There is https://github.com/seattlerb/ruby_to_c Ruby To C compiler. It actually only takes in a subset of Ruby though. I believe the main missing part is the Meta Programming features


In a recent interview (November 16th, 2012) Yukihiro "Matz" Matsumoto (creator of Ruby) talked about compiling Ruby to C

(...) In University of Tokyo a research student is working on an academic research project that compiles Ruby code to C code before compiling the binary code. The process involves techniques such as type inference, and in optimal scenarios the speed could reach up to 90% of typical hand-written C code. So far there is only a paper published, no open source code yet, but I’m hoping next year everything will be revealed... (from interview)

Just one student is not much, but it might be an interesting project. Probably a long way to go to full support of Ruby.


Such a compiler would be an enormous piece of work. Even if it works, it still has to

  1. include the ruby runtime
  2. include the standard library (which wasn't built for performance but for usability)
  3. allow for metaprogramming
  4. do dynamic dispatch
  5. etc.

All of these inflict tremendous runtime penalties, because a C compiler can neither understand nor optimize such abstractions. Ruby and other dynamic languages are not only slower because they are interpreted (or compiled to bytecode which is then interpreted), but also because they are dynamic.

Example

In C++, a method call can be inlined in most cases, because the compiler knows the exact type of this.

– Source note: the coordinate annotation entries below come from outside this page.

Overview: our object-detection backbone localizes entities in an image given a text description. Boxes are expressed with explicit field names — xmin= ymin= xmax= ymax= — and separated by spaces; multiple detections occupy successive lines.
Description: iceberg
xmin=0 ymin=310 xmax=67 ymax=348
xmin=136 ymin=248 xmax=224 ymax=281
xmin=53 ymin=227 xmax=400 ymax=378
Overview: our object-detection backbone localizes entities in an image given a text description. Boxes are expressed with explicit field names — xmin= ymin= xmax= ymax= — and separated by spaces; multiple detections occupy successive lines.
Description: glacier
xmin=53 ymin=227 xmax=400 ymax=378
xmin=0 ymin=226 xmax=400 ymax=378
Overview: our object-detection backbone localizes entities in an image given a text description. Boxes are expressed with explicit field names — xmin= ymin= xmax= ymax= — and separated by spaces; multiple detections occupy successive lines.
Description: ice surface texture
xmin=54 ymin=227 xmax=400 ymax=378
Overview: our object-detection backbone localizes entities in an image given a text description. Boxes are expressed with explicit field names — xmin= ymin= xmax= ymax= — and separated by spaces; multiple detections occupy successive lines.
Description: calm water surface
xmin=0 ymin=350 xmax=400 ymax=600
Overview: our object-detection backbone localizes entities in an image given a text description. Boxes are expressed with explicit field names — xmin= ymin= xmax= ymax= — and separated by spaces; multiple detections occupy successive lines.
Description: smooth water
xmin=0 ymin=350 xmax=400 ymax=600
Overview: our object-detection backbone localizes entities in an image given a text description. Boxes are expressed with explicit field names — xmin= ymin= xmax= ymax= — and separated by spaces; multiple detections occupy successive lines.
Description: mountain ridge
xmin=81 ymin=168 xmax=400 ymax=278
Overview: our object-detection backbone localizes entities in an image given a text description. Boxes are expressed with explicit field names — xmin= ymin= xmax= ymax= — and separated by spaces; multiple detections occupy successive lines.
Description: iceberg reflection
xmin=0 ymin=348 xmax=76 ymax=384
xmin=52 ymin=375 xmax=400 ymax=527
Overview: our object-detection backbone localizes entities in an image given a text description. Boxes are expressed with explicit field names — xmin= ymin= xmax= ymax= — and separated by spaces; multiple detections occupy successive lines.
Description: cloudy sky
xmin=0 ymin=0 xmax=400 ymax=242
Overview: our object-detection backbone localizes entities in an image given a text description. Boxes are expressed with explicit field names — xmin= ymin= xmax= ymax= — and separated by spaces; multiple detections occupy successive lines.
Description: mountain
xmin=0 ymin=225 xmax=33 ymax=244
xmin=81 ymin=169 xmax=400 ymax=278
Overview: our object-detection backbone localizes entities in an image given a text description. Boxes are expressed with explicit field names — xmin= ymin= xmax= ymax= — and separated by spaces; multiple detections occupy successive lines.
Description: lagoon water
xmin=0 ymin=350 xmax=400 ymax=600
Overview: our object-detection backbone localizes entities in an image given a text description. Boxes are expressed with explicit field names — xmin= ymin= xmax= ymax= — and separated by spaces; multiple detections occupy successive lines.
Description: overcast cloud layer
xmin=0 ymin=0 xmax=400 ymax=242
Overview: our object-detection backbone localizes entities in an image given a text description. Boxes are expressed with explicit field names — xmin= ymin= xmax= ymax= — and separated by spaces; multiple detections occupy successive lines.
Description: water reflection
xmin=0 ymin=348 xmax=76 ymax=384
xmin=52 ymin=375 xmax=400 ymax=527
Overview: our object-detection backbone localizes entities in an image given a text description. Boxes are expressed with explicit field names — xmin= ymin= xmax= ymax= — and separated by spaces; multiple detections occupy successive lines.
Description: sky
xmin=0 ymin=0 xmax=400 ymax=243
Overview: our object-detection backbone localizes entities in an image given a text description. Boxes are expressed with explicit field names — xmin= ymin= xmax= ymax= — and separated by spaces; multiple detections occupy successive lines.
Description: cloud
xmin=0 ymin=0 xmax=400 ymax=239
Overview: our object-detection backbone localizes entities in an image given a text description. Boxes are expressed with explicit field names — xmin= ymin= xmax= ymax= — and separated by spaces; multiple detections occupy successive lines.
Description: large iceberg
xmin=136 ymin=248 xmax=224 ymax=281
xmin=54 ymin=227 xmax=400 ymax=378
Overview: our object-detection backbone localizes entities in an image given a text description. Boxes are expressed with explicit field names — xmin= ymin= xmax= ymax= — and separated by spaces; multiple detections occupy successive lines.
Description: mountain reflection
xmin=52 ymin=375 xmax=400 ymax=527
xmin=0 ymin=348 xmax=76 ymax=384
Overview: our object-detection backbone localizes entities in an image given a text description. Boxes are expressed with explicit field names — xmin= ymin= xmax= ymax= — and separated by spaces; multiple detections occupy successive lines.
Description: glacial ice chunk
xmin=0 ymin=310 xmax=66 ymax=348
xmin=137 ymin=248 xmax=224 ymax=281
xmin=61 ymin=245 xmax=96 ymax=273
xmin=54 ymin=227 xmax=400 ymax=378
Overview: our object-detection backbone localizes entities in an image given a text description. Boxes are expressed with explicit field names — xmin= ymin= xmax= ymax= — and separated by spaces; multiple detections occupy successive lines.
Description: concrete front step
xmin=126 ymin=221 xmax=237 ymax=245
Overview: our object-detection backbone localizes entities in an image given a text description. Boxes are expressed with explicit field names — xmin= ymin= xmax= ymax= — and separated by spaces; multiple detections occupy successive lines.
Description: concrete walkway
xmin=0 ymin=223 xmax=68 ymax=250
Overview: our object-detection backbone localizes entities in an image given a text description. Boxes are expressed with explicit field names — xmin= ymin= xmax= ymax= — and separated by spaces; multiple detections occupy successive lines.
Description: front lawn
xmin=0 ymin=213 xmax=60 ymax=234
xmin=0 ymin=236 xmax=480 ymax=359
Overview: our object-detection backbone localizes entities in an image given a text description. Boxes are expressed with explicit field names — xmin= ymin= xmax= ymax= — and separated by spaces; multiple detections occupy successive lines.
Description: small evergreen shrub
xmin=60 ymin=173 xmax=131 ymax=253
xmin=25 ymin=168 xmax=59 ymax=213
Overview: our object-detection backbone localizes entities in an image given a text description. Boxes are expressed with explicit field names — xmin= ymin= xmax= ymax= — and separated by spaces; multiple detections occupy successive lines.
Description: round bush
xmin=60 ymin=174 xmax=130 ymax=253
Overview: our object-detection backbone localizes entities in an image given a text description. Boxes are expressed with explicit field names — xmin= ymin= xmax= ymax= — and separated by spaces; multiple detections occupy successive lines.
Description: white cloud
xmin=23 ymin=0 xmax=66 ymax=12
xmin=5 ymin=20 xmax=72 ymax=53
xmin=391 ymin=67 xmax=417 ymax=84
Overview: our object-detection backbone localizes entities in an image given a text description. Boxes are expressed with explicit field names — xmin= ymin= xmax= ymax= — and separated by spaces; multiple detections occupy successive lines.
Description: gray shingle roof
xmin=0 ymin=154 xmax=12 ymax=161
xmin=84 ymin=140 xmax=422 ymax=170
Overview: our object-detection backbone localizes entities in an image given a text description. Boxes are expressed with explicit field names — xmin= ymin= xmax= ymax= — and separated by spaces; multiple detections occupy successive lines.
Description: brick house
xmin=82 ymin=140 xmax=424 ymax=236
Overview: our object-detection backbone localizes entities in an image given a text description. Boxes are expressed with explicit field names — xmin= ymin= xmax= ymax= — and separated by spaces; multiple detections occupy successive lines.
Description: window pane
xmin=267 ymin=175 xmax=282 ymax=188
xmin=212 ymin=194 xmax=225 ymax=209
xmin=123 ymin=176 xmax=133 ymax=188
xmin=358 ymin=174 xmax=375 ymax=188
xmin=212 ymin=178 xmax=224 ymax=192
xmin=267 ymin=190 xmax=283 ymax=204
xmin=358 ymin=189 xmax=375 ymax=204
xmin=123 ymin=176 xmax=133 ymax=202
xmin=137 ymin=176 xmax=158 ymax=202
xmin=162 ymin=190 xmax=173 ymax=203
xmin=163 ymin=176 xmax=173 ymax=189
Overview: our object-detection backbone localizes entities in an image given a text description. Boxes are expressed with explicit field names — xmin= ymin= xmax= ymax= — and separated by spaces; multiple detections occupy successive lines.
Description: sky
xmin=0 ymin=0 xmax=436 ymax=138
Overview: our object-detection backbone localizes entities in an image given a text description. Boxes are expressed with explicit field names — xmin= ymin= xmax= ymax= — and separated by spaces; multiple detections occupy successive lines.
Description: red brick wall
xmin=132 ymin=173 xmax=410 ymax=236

If a subtype is passed, the method still can't change unless it is virtual, in which case a still very efficient lookup table is used.

In Ruby, classes and methods can change in any way at any time, thus a (relatively expensive) lookup is required every time.

Languages like Ruby, Python or Perl have many features that simply are expensive, and most if not all relevant programs rely heavily on these features (of course, they are extremely useful!), so they cannot be removed or inlined.

Simply put: Dynamic languages are very hard to optimize, simply doing what an interpreter would do and compiling that to machine code doesn't cut it. It's possible to get incredible speed out of dynamic languages, as V8 proves, but you have to throw huge piles of money and offices full of clever programmers at it.